BUS338 Forecasting

Credits (ECTS):10

Course responsible:Daumantas Bloznelis

Campus / Online:Taught campus Ås

Teaching language:Engelsk

Limits of class size:70

Course frequency:Annually

Nominal workload:250 hours.

Teaching and exam period:This course starts in Autumn parallel. This course has teaching/evaluation in Autumn parallel.

About this course

This course is a broad introduction into forecasting. It employs statistical models, decision rules and programming skills to address selected business problems. The course discusses types of forecasting problems and forecastability as well as types of forecasts (point, interval, density) and their optimality under different loss functions. It introduces a number of forecasting methods ranging from simple exponential smoothing to advanced automated algorithms and presents best practices such as forecast averaging. Forecast evaluation and comparison coupled with identification of superior forecasts are also covered.

Our purpose is to acquire practical forecasting skills based on a sound understanding of statistical and decision-theoretic principles and stylized facts of business data. Teaching combines lectures, exercise sessions and independent group work on mandatory assignments.

Learning outcome

Knowledge:

Students have advanced knowledge of

  • core ideas in forecasting
  • optimization criteria that underlie decision making
  • randomness and its manifestations, interpretations and role in forecasting

Skills:

Students can

  • formulate a forecasting problem mathematically
  • apply a variety of forecasting techniques
  • evaluate forecast performance
  • compare alternative forecasts and select between them
  • improve forecasts based on historical forecast errors and losses

General Competence:

Students

  • can analyze and discuss real-world forecasting problems
  • can evaluate forecasting solutions and foresee potential failures
  • can use R or other forecasting software
  • appreciate randomness and the human proclivity for mistaking noise for signal
  • Learning activities
    Lectures, exercises, group work, independent work.
  • Teaching support
    Office hours by appointment.
  • Prerequisites

    STAT100 Statistics or equivalent

    Basic knowledge of programing and data processing such as BUS350 Introduction to Data Analytics or INF120 Programming and Data Processing or equivalent

  • Recommended prerequisites
    Statistics and econometrics on bachelor level (e.g. ECN201 or STAT200).
  • Assessment method

    3,5 hour written exam counts for 100%.

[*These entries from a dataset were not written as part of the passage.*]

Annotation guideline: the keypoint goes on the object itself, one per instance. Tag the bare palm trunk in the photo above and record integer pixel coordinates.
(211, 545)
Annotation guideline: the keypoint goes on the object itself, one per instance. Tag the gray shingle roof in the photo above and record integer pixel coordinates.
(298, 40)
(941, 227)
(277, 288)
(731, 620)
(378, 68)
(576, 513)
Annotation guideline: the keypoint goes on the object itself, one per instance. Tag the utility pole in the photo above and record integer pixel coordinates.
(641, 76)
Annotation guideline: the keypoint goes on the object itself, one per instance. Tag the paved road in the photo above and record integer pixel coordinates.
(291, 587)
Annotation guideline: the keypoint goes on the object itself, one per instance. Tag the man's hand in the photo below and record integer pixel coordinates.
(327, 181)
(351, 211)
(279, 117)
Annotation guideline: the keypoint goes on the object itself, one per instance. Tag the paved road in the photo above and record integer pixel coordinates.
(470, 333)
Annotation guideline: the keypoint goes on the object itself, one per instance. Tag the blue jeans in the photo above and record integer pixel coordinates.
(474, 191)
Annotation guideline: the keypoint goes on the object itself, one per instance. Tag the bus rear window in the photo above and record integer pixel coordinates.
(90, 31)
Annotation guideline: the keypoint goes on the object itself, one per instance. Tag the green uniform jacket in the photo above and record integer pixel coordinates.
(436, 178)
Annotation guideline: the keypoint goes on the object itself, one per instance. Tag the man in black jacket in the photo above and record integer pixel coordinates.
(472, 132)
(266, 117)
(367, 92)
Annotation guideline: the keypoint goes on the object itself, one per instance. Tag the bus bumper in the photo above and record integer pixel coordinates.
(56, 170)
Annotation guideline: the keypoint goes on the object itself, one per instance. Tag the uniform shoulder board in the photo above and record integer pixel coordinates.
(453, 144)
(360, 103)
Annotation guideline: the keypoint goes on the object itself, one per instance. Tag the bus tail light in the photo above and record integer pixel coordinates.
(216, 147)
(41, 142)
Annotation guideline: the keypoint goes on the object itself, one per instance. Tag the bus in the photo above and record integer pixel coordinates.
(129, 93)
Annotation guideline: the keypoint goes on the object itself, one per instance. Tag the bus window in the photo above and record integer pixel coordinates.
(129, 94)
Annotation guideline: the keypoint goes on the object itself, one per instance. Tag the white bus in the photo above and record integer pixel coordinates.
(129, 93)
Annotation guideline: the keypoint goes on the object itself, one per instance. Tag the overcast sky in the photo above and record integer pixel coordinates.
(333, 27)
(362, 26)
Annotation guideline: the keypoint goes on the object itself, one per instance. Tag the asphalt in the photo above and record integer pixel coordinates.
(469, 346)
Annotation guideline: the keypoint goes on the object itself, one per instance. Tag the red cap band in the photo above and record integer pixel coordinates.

    B1: Calculator handed out, no other aids



    School exam Karakterregel: Letter grades Hjelpemiddel: B1 Calculator handed out, no other aids
  • Examiner scheme
    External examiner will control quality of the syllabus, questions for the final examination, and principles for the assessment of the examination answers.
  • Mandatory activity

    Two mandatory group assignments. Both must be approved before the student can take the exam.

    Approved mandatory activities from the last time the course was held, is valid when retaking the course.

  • Teaching hours

    4 hours of teaching per week:

    2 times 2 hours of lectures.

  • Preferential right
    Master of Business Administration, major in Business Analytics.
  • Reduction of credits
    None.
  • Admission requirements
    The course is intended for students enrolled in master programmes at NMBU. It is also open for exchange students and other students with sufficient prior knowledge.